Rights to be Union
Left to the States to Decide
Prior to federal labor legislation, regulation of labor unions was left largely to the states. Labor relations law was governed and developed by state courts on a case-by-case basis. This is a process of judicial development known as Common Law. You can find records dating back to the late 1700s where workers began to organize into worker associations.
Uniting for a Common Cause
The concept of workers uniting for a common cause to improve their working conditions was initially greeted with hostility in the courts. An important and historical case involving the Philadelphia Cordwainers in 1806 decided that it was an unlawful conspiracy for workers to form organizations for mutual aid. In this case, a group of men refused to work as shoemakers except at certain specified prices - prices higher than they had previously been paid.
An Important Decision
In 1842, the Massachusetts Supreme Court upheld the rights of workers to form associations. More and more states gradually shared the same viewpoint. Even though courts began to recognize workers' rights, workers were now evaluated on what methods the unions could use to accomplish their goals. The ultimate tool for workers was to strike, or withhold their labor.
Even withholding the purchase of goods as a boycott was later found to interfere with the free flow of goods in commerce. Remember, the United States Constitution has a provision of freedom of assembly and freedom of speech. When it came to worker's struggles at the work place, it was viewed as the restriction of commerce or restraint of trade, and was perceived to be a violation of antitrust laws.

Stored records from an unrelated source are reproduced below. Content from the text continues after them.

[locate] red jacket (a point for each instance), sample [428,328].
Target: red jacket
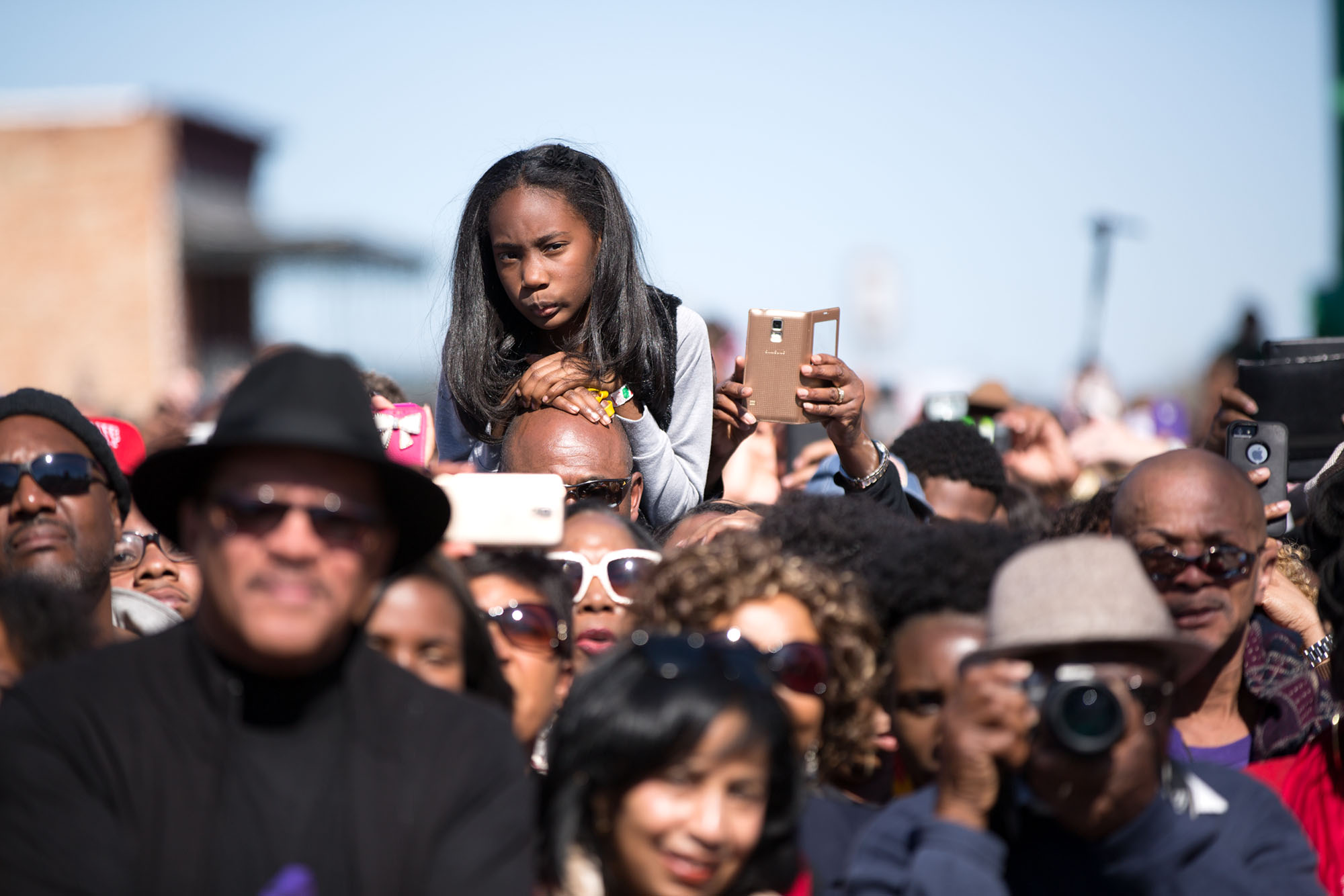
[1310,785]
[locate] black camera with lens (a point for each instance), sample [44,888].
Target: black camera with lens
[1080,711]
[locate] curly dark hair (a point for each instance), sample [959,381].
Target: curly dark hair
[838,533]
[943,569]
[696,586]
[954,451]
[1026,511]
[1089,517]
[623,331]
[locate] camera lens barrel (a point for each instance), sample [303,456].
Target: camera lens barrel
[1085,718]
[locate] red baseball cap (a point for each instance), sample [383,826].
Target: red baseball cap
[128,447]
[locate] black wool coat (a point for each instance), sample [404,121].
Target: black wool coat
[114,766]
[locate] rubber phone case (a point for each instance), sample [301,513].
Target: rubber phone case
[778,345]
[1256,444]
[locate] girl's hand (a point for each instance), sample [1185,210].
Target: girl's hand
[550,378]
[839,408]
[583,404]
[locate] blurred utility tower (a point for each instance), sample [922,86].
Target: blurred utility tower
[1104,228]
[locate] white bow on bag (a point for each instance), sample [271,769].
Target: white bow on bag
[409,428]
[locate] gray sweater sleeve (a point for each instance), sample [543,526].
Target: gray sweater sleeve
[674,464]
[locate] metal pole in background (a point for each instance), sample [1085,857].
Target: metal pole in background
[1105,228]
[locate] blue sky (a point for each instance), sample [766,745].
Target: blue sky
[947,154]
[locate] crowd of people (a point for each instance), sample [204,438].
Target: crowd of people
[958,662]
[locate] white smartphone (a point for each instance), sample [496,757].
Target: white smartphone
[505,510]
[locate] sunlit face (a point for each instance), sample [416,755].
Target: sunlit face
[769,624]
[419,627]
[927,656]
[69,538]
[545,256]
[286,600]
[1190,515]
[175,584]
[541,679]
[600,623]
[690,830]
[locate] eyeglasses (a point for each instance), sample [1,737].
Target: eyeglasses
[337,522]
[611,492]
[686,656]
[920,703]
[132,546]
[799,667]
[619,572]
[57,475]
[1222,564]
[529,627]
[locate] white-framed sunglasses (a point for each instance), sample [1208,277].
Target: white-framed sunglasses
[619,572]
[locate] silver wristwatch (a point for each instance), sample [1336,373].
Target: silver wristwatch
[1319,652]
[884,463]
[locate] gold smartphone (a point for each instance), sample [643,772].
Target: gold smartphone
[778,345]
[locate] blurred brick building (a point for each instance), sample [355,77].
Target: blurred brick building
[128,247]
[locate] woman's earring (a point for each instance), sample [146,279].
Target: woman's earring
[810,762]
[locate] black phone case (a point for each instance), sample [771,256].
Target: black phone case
[1307,396]
[1275,437]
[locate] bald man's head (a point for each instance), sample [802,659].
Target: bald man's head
[554,441]
[1194,504]
[1194,479]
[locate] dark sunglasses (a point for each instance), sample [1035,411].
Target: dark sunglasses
[529,627]
[611,492]
[697,655]
[1222,564]
[799,667]
[57,475]
[921,703]
[335,521]
[132,546]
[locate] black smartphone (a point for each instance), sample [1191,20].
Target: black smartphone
[1256,444]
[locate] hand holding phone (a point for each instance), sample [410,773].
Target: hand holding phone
[779,346]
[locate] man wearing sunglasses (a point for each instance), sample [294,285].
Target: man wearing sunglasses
[1054,776]
[1198,526]
[595,461]
[62,502]
[263,746]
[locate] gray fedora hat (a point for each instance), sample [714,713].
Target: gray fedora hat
[1085,590]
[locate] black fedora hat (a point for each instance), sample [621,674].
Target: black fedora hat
[298,398]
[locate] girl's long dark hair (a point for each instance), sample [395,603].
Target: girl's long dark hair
[626,326]
[628,721]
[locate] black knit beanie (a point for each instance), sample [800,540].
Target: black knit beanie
[60,410]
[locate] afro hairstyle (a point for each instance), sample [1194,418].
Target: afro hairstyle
[941,569]
[952,451]
[838,533]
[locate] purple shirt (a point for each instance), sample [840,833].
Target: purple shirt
[1234,756]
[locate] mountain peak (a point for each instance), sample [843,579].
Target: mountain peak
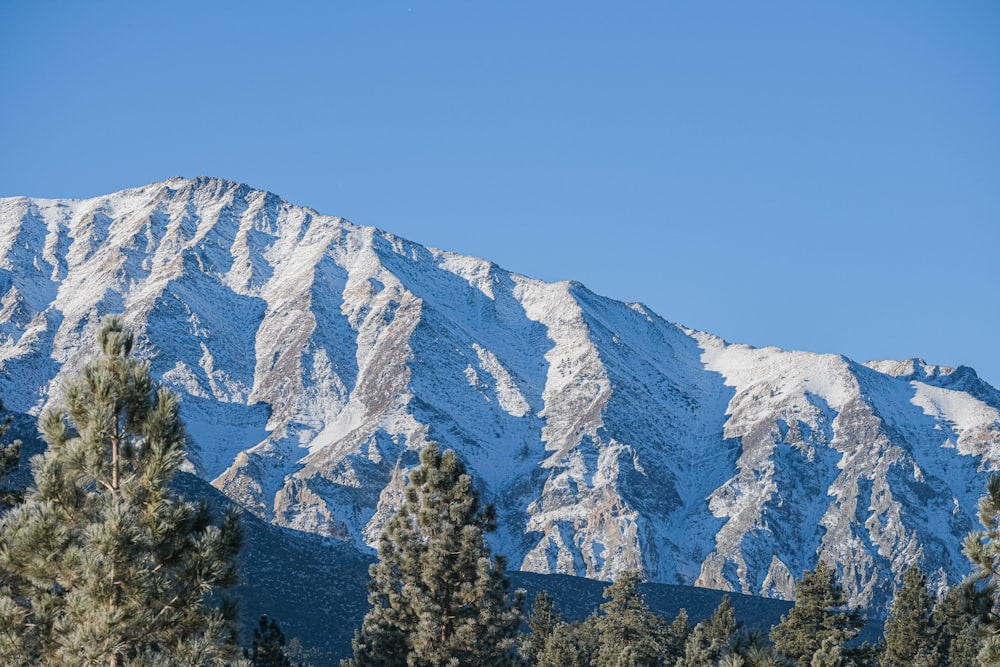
[315,357]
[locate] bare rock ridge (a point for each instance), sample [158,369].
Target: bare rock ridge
[314,357]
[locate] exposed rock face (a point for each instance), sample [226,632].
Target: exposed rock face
[314,357]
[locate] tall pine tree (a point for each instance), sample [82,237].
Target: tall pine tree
[438,597]
[983,587]
[106,564]
[820,613]
[10,456]
[911,633]
[630,634]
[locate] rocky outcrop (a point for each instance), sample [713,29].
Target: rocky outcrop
[315,357]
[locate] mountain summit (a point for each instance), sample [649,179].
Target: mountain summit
[315,357]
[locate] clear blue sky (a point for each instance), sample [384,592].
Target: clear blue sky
[821,176]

The Passage of the National Labor Relations Act
In 1935, the National Labor Relations Act (NLRA) was passed and was commonly known as the Wagner Act. This legislation established employee rights to organize, join unions and engage in collective bargaining. It also established employer unfair labor practices, making it unlawful for an employer to interfere with employee rights to join a union. Congress established the National Labor Relations Board to oversee the enforcement of the NLRA because it mistrusted the manner in which the courts historically sided with employer interests.
The NLRA, which has been watered down time and time again, has reduced the ability of workers to have an equal basis with employers to deal with their working conditions.
Learn more about your rights with a private employer under the National Labor Relations Act.
The Passage of the Iowa Public Employment Relations Act
In 1974, the Iowa Legislature passed the Iowa Public Employment Relations Act in fear that teachers would go on strike, as teachers were in other states at the time. Governor Robert Ray understood that the best way to avoid illegal strikes and disruptions in government services was to create a framework in which employee rights were respected, but he also recognized that the needs of the citizens were equally important.
Modeled after the National Labor Relations Act, the Iowa legislation was developed by compromises that would produce a balance of rights for employees while protecting the interests of efficient government and local control. The final compromise was no to the right to strike, but yes to binding arbitration. The State regulation has a limited list of mandatory items of bargaining. However, it does include payroll dues deduction for membership participation in the union.
Learn more about your rights with a public employer under the Iowa Public Employment Relations Act.
Remember, employee rights are not a given.
They are man-made laws that can be erased with the stroke of a pen. This is why it's so important for you to be politically active. If you enjoy what you have today, be prepared to fight to keep it.